The investment guaranteed COVAX the “right of first refusal” to the first Novavax doses, but the deal applied only to factories in the Czech Republic, South Korea and Spain, said Bjorg Dystvold Nilsson, spokesman for COVAX co-founder CEPI.
There are other factories that aren’t part of the deal — and their shots are going elsewhere.
The Serum Institute of India, the world’s largest vaccine maker, has manufactured millions of Novavax doses.

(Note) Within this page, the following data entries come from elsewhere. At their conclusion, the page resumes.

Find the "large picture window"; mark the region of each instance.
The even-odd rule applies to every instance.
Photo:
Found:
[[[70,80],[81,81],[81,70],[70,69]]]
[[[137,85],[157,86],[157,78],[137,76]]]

According to India’s Ministry of External Affairs and the institute, more than 28.9 million of those doses were sent to the Netherlands in January and February, while Australia received about 6 million doses. Indonesia also received about 9 million doses in December.
Thousands of other Novavax doses were also shipped from a Netherlands factory to other EU countries.
“Whatever the reason, a vaccine that was believed to be highly suitable for poor countries is now in large part going to rich countries,” said Zain Rizvi, a drug policy expert at the U.S. advocacy group Public Citizen. “It’s tragic that in year three of the pandemic, we still cannot get the resources, attention and political will to solve vaccine inequity.”
The delay is the latest setback for COVAX, which has been repeatedly hit by supply problems and has missed numerous targets to share doses.
Last year, WHO’s director-general Tedros Adhanom Ghebreyesus decried the chasm in vaccine supplies between rich and poor countries as a “catastrophic moral failure.”
Vaccine availability has been improving in poorer regions recently, but logistical problems persist.